Friday, January 7, 2011

Sometimes, this is what love looks like

I attended a women's retreat at a Franciscan retreat center when my youngest was just a few months old, toting him along with me and sharing a room with a friend of mine who had also just had a baby. I remember those early days with my son, staring at his tiny new face, marveling at his fingers, his toes, his wispy dark hair and feeling an overwhelming sense of mama-bear love. It's the love of fabric softener commercials, Hallmark specials, baby announcements and the first buds of spring. But there are other kinds of love, of devotion, of moments that you find yourself willing to do whatever it takes for another person. A tougher, more raw kind of love. A love that has grown strong, shredded, raspy with time and pain.

That weekend at the women's retreat we listened to a story about a woman caring for her alcoholic husband, and one thing the speaker said really hit me. She said, Sometimes, this is what love looks like. It hit me because I know what it's like to love a family member who is in the pit of despair. I know what it is to feed a loved one, pull down the shades when he wants them pulled down, put away fresh groceries while praying that they are eaten, putting dishes away quietly so as not to disturb troubled sleep. And at the end of the day as I drive the hour back to my own home, to hope that I've made a difference. But the almost impossible challenge? To know when it's time to step back into my own life, to care for myself in the same tender way, to remember that my life is just as important. And the even harder part? To acknowledge the fact that I did not cause this, and I cannot control it's outcome. In the meantime, I'm learning these lessons and doing the best I can to live life with gratitude and the enthusiasm that life deserves.

Friday, October 22, 2010

I'm Getting a Boob Job at 40

Hear me out. I'm 35 now, but I already know what I'm getting myself for my big 40th birthday: a BRCA test. Usually covered by insurance if you have a strong history of breast cancer in your family, it is a blood test that will tell you your likelihood of developing breast or ovarian cancer. More info can be found here:

After testing, they send you to a genetic counselor, who advises you of your options once your test results are in. If my test were to come back with no BRCA1 or BRCA2 mutation I would let it be, and continue to keep up on all of my healthy habits as its still no guarantee that I'm not at risk. If it were to come back positive for the mutation, I'm preparing myself for a prophylactic mastectomy and reconstructive surgery. Breasts seem to be a pain in the ass these days for a lot of women, and I'm prepared to replace them with some fakies.

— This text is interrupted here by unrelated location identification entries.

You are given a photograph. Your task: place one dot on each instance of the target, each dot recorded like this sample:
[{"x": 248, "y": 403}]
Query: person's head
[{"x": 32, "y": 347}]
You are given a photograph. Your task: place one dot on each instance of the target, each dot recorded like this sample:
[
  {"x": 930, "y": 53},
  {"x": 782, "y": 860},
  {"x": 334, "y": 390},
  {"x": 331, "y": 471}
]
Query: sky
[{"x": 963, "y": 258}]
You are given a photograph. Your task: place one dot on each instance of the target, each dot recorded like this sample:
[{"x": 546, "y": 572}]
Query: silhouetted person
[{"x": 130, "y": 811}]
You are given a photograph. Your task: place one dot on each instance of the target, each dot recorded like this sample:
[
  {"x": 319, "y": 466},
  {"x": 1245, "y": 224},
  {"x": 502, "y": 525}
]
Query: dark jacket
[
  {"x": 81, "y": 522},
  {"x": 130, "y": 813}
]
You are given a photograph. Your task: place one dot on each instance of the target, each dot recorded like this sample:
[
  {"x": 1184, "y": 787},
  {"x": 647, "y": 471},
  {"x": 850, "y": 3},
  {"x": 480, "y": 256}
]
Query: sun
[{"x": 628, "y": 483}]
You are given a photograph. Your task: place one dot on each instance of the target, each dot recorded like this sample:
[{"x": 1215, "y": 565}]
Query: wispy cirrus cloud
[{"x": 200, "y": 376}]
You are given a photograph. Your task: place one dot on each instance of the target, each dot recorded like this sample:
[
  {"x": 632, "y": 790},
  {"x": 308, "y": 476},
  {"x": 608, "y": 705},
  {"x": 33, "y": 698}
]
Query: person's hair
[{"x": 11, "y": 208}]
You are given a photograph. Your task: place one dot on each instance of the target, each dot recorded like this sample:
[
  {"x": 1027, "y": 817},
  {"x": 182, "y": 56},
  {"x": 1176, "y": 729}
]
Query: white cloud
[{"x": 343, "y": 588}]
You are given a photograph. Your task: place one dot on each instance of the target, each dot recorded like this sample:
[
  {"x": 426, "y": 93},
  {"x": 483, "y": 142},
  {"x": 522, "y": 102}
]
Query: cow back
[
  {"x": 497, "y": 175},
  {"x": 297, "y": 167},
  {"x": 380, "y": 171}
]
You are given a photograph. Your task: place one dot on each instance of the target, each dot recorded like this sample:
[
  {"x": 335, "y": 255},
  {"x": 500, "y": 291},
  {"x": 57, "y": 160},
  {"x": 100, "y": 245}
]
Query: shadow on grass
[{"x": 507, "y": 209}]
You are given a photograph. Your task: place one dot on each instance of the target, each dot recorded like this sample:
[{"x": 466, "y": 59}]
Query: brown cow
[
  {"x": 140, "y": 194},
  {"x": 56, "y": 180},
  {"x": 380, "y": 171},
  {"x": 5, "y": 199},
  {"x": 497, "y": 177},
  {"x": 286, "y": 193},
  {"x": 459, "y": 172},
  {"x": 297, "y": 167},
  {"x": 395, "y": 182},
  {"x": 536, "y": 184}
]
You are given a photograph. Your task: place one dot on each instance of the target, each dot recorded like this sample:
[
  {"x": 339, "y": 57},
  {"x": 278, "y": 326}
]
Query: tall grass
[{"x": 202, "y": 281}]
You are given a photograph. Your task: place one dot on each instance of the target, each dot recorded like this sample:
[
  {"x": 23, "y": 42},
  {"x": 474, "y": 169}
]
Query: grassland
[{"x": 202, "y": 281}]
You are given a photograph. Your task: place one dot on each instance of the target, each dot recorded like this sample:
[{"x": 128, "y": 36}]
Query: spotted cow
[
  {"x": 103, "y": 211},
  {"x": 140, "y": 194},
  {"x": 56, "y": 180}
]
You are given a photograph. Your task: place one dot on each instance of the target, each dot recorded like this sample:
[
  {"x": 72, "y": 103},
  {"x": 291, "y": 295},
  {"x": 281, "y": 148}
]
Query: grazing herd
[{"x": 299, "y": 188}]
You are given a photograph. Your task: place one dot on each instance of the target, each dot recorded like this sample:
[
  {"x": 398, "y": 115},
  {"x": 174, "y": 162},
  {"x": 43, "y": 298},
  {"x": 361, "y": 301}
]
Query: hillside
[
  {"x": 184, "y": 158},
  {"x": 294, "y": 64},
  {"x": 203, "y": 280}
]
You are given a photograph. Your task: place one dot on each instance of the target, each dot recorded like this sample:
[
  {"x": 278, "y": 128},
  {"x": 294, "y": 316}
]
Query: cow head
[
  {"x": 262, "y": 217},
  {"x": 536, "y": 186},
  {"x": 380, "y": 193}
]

The good news is that my mom is the only one in the family who has had cancer. Also, hers was estrogen positive, likely caused by the hormonal replacement therapy she was on in the 80s and 90s, like so many other women in this country. (There was a steep drop in breast cancer rates once women started dropping their HRT regimens.) I likely do not have the genetic mutation, but if I do, I'm whacking these things off and getting reconstructive surgery. I will not let this effing disease bite me in the ass. I'm sick of seeing pink on every package of Oreos. I'm sick of hearing about breast cancer foundations. I'm sick of women getting sick. And I'm sick of time standing still each and every time I run my hands over my boobs feeling for something that shouldn't be there. A mastectomy may seem pretty drastic, but I'd rather be safe than sorry. And I end up with new boobs, so I have the cleavage of a 40 year old when I'm a healthy, active, alive 80 year old.